El que haya incluido en el titular de este artículo la expresión “tsunami económico” no es gratuito. Al contrario, es atroz y doloroso. Las declaraciones de Susana Rafalli, vocera de Cáritas, debe ser la más alarmante denuncia que se haya producido en nuestro país en los últimos tiempos. No hay en sus palabras nada que no sea esencial: se refieren a las secuelas del hambre. Al hambre real que asola Venezuela ahora mismo. Nadie puede permanecer indiferente a lo que significa que entre 5 y 8 niños mueran cada semana por hambre. Que 4,5 millones de venezolanos coman 1 vez al día y, algunas veces, 2. Que la calidad de la alimentación sea cada día peor. Que la desnutrición infantil alcance ya a 15% de los niños. Que 33% presente retardo en el crecimiento. Que, en materia de salud, se esté produciendo nada menos que una regresión sanitaria, toda vez que al país han vuelto enfermedades, en forma de epidemias, que habían sido erradicadas durante el siglo pasado.
Quiero decir con esto: lo del tsunami no es un aviso: el tsunami está en acción. Mata, empobrece, enferma, desnutre, hambrea, extenúa, asola, ensombrece; despoja las energías, las expectativas; aniquila el futuro de los niños y jóvenes venezolanos.
Esta política del hambre, que es la base sobre la que se construye ese perverso mecanismo de dominación humana, política, electoral y policial que son los CLAP, configura un delito de lesa humanidad. Las muertes, las enfermedades, el auge de las discapacidades, el hambre convertida en una epidemia de carácter nacional, a escalas que no existían, tiene responsables: los gobiernos de Chávez y Maduro, autores exclusivos y sin atenuantes de toda esta tragedia.

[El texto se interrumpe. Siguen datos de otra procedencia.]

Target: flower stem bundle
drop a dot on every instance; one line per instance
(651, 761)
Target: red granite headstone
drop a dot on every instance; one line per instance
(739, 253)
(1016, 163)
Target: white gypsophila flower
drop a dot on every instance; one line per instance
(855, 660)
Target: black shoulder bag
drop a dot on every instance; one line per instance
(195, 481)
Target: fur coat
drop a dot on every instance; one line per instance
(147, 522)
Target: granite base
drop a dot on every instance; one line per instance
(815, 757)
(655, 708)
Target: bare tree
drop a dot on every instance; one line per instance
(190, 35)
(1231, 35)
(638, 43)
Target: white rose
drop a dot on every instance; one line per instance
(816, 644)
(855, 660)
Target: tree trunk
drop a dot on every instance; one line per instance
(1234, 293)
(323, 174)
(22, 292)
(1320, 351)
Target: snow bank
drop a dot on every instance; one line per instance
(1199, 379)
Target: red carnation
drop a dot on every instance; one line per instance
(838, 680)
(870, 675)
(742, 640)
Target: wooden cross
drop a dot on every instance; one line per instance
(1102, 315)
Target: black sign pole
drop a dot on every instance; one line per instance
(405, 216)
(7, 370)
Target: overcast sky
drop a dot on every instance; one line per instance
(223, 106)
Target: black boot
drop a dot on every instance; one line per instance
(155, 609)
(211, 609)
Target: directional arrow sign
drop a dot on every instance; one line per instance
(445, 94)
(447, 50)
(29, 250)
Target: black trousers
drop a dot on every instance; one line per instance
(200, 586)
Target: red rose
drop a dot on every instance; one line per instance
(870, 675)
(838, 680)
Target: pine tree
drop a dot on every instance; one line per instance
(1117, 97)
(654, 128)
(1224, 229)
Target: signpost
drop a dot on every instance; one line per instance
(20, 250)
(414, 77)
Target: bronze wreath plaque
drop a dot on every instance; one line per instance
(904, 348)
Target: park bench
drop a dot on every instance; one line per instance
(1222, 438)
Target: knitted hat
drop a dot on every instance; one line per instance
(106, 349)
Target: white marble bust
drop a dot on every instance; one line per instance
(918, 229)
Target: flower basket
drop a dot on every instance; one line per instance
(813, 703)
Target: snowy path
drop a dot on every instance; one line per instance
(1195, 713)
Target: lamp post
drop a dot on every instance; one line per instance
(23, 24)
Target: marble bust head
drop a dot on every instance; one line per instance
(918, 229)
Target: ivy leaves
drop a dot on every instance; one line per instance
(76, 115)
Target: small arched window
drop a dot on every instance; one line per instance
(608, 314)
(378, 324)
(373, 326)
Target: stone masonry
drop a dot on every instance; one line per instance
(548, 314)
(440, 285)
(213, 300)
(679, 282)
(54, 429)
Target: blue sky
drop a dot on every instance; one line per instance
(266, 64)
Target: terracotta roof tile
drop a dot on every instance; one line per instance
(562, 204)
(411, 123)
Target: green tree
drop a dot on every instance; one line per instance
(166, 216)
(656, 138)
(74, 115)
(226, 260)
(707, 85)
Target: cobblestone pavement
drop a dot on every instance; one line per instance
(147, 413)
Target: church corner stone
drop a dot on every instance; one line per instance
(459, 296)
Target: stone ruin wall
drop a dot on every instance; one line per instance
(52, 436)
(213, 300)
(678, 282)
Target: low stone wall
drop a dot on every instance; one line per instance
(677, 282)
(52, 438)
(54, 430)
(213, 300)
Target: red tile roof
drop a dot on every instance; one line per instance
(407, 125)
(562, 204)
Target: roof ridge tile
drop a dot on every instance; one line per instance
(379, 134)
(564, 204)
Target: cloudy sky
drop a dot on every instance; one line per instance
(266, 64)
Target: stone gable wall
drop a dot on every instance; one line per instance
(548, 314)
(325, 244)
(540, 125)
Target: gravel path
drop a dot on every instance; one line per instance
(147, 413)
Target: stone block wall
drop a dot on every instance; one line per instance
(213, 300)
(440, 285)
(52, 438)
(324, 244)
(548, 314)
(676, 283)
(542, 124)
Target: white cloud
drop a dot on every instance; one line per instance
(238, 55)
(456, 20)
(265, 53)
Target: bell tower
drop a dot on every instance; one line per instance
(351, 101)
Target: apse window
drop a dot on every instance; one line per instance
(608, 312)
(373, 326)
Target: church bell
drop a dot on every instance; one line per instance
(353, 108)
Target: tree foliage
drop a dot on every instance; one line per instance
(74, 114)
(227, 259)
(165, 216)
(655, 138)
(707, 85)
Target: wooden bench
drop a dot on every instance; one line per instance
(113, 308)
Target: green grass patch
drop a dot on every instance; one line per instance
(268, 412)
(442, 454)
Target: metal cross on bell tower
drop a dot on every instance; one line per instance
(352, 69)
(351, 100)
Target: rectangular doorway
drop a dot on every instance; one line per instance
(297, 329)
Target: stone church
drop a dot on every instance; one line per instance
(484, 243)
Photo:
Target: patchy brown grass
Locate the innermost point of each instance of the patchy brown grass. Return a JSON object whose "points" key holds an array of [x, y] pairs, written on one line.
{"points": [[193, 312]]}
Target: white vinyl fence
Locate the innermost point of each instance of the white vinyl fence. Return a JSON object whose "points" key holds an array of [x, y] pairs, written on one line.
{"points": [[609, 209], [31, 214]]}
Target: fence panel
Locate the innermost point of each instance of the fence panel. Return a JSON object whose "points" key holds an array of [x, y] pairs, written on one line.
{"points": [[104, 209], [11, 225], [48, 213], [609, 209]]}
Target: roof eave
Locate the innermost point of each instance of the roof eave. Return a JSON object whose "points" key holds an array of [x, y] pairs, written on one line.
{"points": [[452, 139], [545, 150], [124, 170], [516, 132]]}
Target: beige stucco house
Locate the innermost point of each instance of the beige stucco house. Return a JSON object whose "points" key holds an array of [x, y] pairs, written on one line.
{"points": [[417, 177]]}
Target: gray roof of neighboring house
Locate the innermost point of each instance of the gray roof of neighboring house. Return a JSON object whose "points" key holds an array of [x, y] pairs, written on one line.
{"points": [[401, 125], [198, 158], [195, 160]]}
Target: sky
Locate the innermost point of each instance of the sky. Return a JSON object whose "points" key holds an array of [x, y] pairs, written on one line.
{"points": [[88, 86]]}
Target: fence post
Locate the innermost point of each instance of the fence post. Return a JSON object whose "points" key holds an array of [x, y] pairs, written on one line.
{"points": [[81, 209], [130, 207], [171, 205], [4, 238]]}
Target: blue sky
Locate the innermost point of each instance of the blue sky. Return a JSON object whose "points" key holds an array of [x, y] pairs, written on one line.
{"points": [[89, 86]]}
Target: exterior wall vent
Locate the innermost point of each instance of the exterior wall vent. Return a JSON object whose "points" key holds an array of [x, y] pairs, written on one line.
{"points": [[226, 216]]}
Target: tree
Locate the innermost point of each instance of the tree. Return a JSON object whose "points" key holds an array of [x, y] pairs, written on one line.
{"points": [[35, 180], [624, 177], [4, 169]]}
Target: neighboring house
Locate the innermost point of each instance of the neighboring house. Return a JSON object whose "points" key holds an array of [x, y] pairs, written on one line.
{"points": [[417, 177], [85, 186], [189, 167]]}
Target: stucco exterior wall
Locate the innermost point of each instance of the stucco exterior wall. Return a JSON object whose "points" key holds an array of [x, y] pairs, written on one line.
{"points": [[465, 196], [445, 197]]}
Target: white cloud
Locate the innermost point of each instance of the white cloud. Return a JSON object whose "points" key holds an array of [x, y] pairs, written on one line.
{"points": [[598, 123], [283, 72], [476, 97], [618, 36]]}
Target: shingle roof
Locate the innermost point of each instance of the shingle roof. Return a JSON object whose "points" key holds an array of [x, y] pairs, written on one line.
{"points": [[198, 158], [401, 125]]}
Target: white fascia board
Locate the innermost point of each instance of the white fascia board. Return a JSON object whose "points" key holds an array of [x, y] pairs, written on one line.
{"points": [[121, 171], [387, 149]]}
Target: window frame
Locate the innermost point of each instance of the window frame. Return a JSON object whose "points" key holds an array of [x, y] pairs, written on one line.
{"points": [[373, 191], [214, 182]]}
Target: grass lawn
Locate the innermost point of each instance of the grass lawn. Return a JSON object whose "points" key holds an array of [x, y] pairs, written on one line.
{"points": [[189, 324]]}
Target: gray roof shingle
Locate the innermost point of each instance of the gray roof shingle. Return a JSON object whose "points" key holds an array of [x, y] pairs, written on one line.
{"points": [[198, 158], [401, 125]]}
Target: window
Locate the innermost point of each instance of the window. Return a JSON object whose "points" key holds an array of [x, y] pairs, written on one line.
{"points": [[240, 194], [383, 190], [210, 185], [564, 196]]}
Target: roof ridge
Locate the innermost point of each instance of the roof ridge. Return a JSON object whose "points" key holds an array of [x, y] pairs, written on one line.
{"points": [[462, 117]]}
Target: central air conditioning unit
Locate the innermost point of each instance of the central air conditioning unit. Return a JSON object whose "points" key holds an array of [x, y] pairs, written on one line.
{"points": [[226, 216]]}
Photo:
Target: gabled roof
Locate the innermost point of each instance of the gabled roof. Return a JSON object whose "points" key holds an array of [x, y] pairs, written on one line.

Escribo este artículo en las primeras horas del viernes 3 de noviembre. Hace unas horas Maduro ha anunciado su intención de refinanciar la deuda. Estoy entre lo que dudan de que eso sea posible. Salvo la anuencia o apoyo de algún otro gobierno delincuente, las mafias que controlan el poder en nuestro país carecen de legitimidad y credibilidad. La percepción de Venezuela en el exterior no es la misma que la que se configuró el pasado 30 de julio, cuando, producto de un evento ilegal y fraudulento, pusieron en marcha la ilegal, ilegítima y fraudulenta constituyente: ha empeorado y empeora todos los días. Ese diverso, complejo e inasible universo que llamamos la comunidad internacional, irreconciliable en casi toda su agenda común, tiene un tema en el cual el criterio es amplio y compartido: el de Venezuela es un gobierno de delincuentes, violador de los derechos humanos, represor, torturador, que incluye entre sus integrantes a personas vinculadas al narcotráfico.
Ese gobierno, que mantiene ahora mismo una deuda cuyo monto preciso es desconocido, pero que sobrepasa los 120.000 millones de dólares, quiere refinanciar la deuda, al tiempo que continúa comprando alimentos con sobreprecios, en una de las operaciones más corruptas e inmorales que haya conocido la historia de Venezuela; al tiempo que la producción petrolera disminuye mes a mes; al tiempo que la destrucción de Pdvsa y sus operaciones se hace a diario más evidente.
El tsunami, concebido, incubado y puesto en marcha por el mismo gobierno, podría generar nuevos destrozos en forma de embargos y de imposibilidad de continuar con las importaciones. Esto quiere decir que, a las graves responsabilidades de Maduro y el alto gobierno, podrían sumarse otras de consecuencias todavía más devastadoras.
Mientras todo esto ocurre, la de un país arrasado por el hambre y la enfermedad programadas; la de un país en manos de la delincuencia; la de una sociedad cercada y sin opciones ante un régimen armado y corrupto; mientras todo esto ocurre, la oposición democrática se concentra en sus avatares y diferencias, ajenos a la comprensión de que, ahora más que nunca, es imperativo trabajar para el cambio del régimen.